When voters in Sunnyvale, Calif., approved a gun control measure in November, both sides of the gun debate thought it could help their cause nationally.
Sunnyvale Mayor Tony Spitaleri, who pushed for the new rules, hoped his city’s restrictions would help to convince local and state lawmakers that there was support for gun control. “City by city, if we start doing something, it’ll give the base for legislators to stand on and take on these issues,” he said in an interview after the vote passed in a 66 percent to 34 percent vote.
But gun rights advocates saw the new rules favorably, too. At least, in a way. While other cases could make it to the level of the Supreme Court, Sunnyvale’s restrictive rules are particularly suited to get there faster, according to an attorney who represents the pro-gun National Rifle Association. And, to get them there, he just filed a lawsuit against the city on behalf of a few residents.

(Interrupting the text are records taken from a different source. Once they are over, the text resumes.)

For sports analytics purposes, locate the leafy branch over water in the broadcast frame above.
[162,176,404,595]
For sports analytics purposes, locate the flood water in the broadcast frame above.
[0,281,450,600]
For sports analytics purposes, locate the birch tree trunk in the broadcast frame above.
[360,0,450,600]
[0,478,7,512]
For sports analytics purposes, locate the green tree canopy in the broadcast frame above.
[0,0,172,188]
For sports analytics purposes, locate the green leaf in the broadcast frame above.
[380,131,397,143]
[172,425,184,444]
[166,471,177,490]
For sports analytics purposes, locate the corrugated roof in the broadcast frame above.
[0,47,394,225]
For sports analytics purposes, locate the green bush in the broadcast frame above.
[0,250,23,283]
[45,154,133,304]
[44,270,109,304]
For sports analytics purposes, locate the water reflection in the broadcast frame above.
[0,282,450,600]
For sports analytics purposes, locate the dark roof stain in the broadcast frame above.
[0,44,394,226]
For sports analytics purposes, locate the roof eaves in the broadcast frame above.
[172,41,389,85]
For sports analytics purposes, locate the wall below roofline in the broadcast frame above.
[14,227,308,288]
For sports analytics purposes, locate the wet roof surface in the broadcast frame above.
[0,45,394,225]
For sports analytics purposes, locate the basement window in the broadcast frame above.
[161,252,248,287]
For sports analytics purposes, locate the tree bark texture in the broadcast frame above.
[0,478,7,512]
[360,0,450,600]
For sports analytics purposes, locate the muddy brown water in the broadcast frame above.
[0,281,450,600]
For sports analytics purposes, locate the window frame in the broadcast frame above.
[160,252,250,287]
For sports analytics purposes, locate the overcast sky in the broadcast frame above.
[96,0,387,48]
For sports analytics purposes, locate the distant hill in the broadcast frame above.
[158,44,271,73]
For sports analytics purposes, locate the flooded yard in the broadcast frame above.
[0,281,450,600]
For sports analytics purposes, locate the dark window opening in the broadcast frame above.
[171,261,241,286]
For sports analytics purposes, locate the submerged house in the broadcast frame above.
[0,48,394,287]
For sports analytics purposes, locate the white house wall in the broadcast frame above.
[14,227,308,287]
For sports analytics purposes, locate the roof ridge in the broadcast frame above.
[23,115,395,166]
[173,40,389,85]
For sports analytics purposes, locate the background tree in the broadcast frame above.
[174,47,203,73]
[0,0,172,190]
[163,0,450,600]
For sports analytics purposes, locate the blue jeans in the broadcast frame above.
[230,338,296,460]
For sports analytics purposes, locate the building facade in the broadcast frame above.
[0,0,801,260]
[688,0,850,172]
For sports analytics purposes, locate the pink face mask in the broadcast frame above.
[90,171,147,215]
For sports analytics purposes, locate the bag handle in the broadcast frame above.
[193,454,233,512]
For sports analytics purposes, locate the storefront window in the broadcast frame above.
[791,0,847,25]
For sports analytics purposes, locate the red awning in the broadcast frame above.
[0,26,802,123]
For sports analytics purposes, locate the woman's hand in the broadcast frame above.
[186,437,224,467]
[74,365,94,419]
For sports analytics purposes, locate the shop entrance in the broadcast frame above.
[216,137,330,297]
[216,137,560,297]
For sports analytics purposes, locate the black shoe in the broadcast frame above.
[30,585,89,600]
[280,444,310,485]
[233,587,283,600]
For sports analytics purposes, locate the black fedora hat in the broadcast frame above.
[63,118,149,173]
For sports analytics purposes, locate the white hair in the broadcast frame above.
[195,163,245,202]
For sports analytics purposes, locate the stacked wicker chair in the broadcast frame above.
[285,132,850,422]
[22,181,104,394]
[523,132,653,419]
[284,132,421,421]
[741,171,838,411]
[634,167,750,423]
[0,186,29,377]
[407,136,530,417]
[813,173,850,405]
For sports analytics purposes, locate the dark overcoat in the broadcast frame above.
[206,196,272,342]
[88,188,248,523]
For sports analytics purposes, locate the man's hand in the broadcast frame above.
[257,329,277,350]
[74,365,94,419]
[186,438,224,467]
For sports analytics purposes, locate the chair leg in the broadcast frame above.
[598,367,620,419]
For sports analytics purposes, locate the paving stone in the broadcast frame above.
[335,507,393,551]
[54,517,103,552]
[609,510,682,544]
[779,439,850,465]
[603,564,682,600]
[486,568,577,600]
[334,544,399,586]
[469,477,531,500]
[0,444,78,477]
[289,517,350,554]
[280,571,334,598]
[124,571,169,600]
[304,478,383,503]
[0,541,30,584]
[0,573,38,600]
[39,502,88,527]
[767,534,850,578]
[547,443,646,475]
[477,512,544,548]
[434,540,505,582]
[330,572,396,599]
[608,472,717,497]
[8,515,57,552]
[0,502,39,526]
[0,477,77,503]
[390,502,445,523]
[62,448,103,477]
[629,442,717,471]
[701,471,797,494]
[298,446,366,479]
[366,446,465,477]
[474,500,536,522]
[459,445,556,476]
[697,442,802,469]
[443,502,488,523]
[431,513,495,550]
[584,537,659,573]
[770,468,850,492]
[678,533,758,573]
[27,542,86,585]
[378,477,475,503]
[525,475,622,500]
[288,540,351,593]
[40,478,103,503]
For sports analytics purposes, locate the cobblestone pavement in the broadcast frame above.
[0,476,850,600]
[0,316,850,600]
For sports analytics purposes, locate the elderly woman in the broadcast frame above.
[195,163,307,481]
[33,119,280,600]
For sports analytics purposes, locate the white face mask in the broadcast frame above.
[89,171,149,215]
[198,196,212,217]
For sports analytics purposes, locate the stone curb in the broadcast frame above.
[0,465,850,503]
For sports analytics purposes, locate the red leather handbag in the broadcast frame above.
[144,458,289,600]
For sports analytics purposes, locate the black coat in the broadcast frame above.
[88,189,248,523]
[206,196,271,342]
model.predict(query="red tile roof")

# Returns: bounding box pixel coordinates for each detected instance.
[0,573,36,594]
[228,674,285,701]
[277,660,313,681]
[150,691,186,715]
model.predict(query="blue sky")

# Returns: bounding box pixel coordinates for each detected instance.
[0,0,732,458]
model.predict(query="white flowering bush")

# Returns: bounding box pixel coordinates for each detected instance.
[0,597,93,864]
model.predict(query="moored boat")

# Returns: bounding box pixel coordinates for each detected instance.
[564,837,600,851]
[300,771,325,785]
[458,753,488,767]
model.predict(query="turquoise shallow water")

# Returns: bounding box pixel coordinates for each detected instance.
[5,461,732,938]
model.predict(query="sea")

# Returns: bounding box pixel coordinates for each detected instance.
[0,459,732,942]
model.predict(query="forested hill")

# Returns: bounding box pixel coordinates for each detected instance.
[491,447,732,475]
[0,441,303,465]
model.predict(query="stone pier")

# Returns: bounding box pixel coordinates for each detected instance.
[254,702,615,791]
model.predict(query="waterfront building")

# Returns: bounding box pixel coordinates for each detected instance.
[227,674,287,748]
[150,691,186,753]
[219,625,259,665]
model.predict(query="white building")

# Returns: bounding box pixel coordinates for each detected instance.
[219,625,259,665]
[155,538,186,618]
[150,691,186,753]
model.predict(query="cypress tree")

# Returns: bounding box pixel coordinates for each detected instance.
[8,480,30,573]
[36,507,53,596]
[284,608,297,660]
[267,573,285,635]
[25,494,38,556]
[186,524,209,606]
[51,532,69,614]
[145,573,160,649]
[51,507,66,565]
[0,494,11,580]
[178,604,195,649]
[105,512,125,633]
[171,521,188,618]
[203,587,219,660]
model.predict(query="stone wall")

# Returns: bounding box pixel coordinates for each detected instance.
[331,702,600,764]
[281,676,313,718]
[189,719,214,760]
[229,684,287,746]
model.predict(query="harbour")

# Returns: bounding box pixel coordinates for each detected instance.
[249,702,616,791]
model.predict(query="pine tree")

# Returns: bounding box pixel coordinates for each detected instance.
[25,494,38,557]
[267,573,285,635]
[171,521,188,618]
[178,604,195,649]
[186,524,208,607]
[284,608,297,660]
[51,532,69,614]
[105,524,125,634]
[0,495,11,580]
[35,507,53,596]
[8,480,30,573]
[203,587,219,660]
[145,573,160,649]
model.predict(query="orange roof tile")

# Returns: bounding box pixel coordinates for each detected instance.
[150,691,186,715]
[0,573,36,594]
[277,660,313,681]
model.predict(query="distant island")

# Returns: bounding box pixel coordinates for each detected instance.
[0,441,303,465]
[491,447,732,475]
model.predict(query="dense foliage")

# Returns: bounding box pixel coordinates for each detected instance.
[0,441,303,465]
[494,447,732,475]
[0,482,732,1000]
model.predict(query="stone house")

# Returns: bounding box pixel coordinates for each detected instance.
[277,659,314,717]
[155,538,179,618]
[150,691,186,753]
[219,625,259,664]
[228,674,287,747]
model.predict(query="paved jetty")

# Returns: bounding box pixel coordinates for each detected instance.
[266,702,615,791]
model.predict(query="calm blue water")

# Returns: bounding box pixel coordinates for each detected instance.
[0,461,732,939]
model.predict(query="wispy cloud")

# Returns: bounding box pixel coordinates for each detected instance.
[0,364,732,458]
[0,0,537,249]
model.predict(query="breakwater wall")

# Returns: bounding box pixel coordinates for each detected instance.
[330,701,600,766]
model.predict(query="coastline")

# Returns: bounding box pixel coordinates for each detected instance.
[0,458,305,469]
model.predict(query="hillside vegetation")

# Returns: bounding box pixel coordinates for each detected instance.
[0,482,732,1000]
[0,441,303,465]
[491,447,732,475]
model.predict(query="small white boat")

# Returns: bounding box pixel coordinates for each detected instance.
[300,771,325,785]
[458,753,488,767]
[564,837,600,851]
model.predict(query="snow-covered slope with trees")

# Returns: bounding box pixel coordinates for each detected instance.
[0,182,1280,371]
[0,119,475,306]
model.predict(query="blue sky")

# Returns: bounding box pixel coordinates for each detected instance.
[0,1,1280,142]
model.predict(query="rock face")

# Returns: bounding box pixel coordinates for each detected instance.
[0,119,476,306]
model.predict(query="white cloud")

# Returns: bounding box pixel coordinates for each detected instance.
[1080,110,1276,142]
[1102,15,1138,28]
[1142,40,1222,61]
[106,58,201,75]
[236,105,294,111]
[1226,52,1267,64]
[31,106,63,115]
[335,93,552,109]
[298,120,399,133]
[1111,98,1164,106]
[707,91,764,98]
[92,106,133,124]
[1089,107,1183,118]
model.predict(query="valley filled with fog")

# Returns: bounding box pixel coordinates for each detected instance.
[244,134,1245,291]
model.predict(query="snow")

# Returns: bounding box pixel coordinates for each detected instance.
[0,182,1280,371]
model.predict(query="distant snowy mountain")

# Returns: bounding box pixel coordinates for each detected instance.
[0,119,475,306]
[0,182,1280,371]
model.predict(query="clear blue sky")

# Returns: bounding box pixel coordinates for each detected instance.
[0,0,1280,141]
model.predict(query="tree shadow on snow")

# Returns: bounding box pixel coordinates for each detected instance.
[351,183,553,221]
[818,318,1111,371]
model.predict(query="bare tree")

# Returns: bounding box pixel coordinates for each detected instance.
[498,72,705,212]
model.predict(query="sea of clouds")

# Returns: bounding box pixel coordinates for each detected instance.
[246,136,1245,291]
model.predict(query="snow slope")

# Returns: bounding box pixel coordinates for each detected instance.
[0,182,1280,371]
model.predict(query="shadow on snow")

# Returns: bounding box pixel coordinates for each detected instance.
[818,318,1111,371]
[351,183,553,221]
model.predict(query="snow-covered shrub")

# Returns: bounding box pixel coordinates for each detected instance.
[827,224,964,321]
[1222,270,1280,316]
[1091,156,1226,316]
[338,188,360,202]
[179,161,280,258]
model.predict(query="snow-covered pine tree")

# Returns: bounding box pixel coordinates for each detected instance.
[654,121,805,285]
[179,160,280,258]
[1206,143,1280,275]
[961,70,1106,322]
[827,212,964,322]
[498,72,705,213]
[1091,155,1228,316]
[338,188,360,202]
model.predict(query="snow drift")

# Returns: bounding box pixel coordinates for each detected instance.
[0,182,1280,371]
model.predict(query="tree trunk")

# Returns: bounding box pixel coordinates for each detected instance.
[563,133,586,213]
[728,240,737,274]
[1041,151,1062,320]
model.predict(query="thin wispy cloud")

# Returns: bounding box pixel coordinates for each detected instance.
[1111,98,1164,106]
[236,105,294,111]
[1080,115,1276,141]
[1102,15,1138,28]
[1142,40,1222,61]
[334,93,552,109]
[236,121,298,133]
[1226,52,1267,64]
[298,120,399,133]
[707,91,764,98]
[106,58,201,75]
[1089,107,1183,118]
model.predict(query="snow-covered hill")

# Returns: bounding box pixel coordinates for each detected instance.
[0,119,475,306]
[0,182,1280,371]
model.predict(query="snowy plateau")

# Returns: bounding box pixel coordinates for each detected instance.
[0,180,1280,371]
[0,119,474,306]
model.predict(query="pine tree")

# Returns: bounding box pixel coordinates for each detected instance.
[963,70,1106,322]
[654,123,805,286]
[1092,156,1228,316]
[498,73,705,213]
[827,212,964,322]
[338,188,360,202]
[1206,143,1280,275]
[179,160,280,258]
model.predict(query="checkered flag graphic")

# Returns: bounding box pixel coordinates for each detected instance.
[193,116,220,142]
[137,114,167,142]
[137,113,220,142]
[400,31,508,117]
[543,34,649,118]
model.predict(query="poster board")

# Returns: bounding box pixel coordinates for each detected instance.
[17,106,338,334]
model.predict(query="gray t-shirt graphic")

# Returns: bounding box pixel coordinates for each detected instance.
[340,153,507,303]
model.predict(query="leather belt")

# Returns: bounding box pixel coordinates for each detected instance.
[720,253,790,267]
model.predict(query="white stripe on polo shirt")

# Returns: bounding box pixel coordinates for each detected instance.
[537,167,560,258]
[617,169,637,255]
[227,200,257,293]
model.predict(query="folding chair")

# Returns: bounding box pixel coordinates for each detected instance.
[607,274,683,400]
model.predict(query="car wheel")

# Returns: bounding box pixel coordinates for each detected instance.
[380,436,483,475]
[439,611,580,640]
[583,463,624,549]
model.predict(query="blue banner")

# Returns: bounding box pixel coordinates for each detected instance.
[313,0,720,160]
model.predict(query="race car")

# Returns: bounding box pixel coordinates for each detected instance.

“Win or lose, [it could] go straight up to the Supreme Court and be there in a matter of months rather than a matter of years,” the attorney, Chuck Michel, says. The NRA supports the suit.
That’s because Sunnyvale’s rules mandate more urgency than other similar restrictions. Voters approved Measure C last month, which has four components restricting how quickly gun owners must report loss or theft of a firearm, when they must be locked away, how long vendors must keep sales logs and, important to the NRA’s case, possession of large-capacity ammunition magazines.
Michel hopes that a legal gray area created by California’s gun rules and Sunnyvale’s new restrictions will convince courts to act quickly. State law prohibits the sale, purchase or import of such large-capacity magazines, but allows those who already possessed them to keep them. But the new rules ban possession of large-capacity magazines, meaning there’s no clear way to get them back if the rules are overturned.
“Once they don’t have them, they can’t replace them,” he said. “So that creates the need for expedited court review.”
Michel filed the suit Monday on behalf of a handful of Sunnyvale residents, arguing that the ban violates his clients’s Second Amendment rights. “This is standard capacity, this is what comes with firearms off the shelf,” he said. “And that’s because they’re the best suited for sport and self-defense.”
The Sunnyvale measure represented a win for the gun control movement, which has seen less success than the opposing gun rights movement in recent months and years.